On the plus side, properly polishing a pair of old loved shoes on a wet and windy Sunday evening is mildly therapeutic and I enjoy reading this little advice column to fill in the gaps in my knowledge that I apparently have even though I have been partaking in the shoe shine ritual for 50 years.
Bless you all XXXX
I have to disagree with you on several points:
_First of all, who the hell do you identify as "rich"? Are you a fucking communist (sorry, commies must go with a fucking - political related jerking, no offense), or simply lack of serious thought before you speak? How do you even judge if one is rich? Say, my neighbor, a 98 years old man, is "rich", because he's been living with his beloved wife for roughly 70 years already. Is that part of "rich"? Hell freaking yeah it is! Guys with beautiful shoes, are they "rich"? If it's because the relation of nice shoes and wealth, then goddammit, you're communist who's only being so jealous of other people who works a lot more.

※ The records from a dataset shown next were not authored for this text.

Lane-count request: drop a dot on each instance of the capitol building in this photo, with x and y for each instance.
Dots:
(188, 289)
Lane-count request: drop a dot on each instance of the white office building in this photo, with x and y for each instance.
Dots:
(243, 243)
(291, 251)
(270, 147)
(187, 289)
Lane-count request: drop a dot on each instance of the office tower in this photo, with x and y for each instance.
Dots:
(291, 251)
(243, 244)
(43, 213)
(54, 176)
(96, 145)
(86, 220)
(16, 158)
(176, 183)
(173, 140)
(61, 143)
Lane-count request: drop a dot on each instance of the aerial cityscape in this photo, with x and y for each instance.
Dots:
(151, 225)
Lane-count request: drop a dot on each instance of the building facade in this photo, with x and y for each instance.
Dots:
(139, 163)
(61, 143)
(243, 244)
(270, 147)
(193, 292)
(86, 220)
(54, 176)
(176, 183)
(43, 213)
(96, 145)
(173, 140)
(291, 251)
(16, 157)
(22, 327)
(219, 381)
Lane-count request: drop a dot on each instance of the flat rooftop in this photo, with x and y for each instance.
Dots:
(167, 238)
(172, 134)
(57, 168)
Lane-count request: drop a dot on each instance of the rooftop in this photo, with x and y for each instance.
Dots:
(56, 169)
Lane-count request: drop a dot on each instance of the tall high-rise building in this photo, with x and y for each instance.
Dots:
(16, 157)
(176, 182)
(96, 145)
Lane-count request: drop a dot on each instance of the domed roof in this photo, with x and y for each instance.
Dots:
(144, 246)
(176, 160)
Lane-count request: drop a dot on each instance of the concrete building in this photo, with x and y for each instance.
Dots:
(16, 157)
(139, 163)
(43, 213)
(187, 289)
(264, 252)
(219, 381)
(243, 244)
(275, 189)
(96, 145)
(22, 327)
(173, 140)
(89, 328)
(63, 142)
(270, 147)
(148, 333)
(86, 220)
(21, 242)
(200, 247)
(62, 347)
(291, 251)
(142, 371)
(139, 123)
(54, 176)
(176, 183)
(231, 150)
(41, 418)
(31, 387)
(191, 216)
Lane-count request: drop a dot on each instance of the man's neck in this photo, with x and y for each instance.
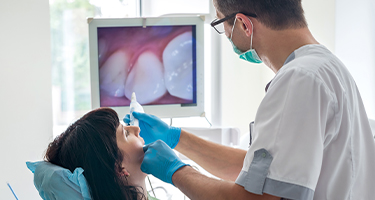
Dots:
(276, 46)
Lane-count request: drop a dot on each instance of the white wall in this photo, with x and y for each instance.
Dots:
(25, 87)
(243, 83)
(355, 46)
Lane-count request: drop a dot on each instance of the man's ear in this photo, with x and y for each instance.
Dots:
(246, 24)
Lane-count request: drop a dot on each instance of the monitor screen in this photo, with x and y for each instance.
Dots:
(160, 59)
(158, 63)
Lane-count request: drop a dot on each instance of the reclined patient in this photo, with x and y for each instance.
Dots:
(109, 153)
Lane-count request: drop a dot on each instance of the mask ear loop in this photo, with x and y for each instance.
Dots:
(252, 33)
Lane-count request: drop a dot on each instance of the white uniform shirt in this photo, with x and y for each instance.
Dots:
(311, 136)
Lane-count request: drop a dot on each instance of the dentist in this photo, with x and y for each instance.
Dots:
(312, 138)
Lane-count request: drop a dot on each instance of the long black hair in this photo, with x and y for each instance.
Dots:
(90, 143)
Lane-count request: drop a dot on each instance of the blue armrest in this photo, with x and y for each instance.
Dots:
(56, 183)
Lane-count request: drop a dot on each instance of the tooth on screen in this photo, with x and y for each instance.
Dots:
(178, 66)
(113, 74)
(102, 48)
(146, 79)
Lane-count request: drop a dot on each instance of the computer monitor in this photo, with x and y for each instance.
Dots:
(160, 59)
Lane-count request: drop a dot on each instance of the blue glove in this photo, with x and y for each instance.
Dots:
(160, 161)
(153, 128)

_Second of all, we are all here under trial and error methods. Some, like myself, may try out of the sake of personal interest, some sort of experiment, so that learning experience can be gathered along the way. Some may choose to follow advices and influences and slather goop all over their shoes. The point being - their shoes, do whatever the fuck they can with it - but they must remember that their hands are slathering it on. It is wrong to generalize the whole group in an experiment - I have excellent results using dubbin grease on my shoes whereas others don't, and I cannot force them to use it just because my experience is excellent. Whatever the hell happened, should be consumed as a lesson for experiences, and they will always vary, because it is a matter of qualitative data - non-numerical data that only those personally involved can experience and judge for themselves, and will prone to bias.

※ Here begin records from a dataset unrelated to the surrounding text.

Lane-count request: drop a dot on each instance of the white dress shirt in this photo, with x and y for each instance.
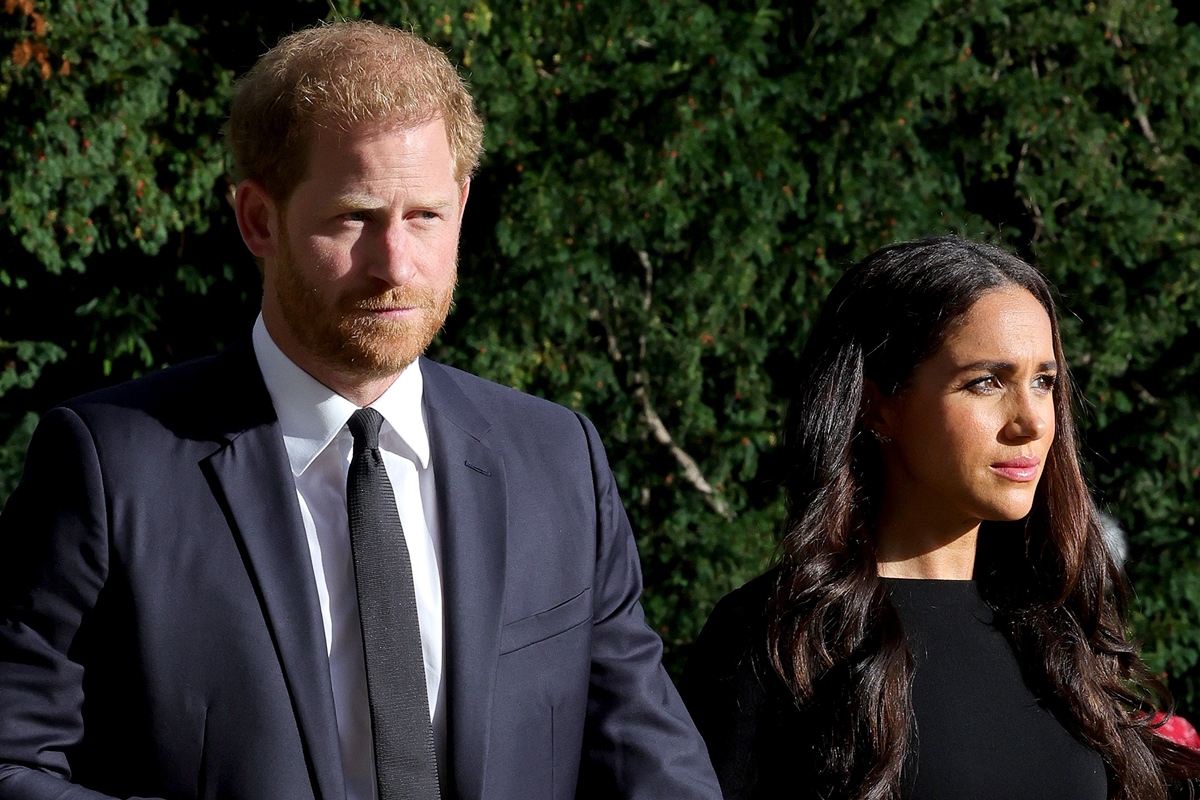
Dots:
(319, 447)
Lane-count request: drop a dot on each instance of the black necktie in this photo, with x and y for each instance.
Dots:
(406, 765)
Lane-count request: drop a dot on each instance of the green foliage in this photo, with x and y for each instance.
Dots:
(669, 191)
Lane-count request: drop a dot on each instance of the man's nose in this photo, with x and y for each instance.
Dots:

An extra point, Meltonian cream, while not an actual "conditioner", does do some of that so called "conditioning" that we are all so favored of. So, no, you weren't doing anything so much different to what we have been doing, you're just using different brand, that's all.
It is more important than anything that we learn from experiences rather than sitting there crapping our pants and crying over some products gooping up our shoes, and it is important to keep the influences remain as they are, because our hands are those that applies the product to our leather items.
Good day to you, and please keep the statements as cool as possible.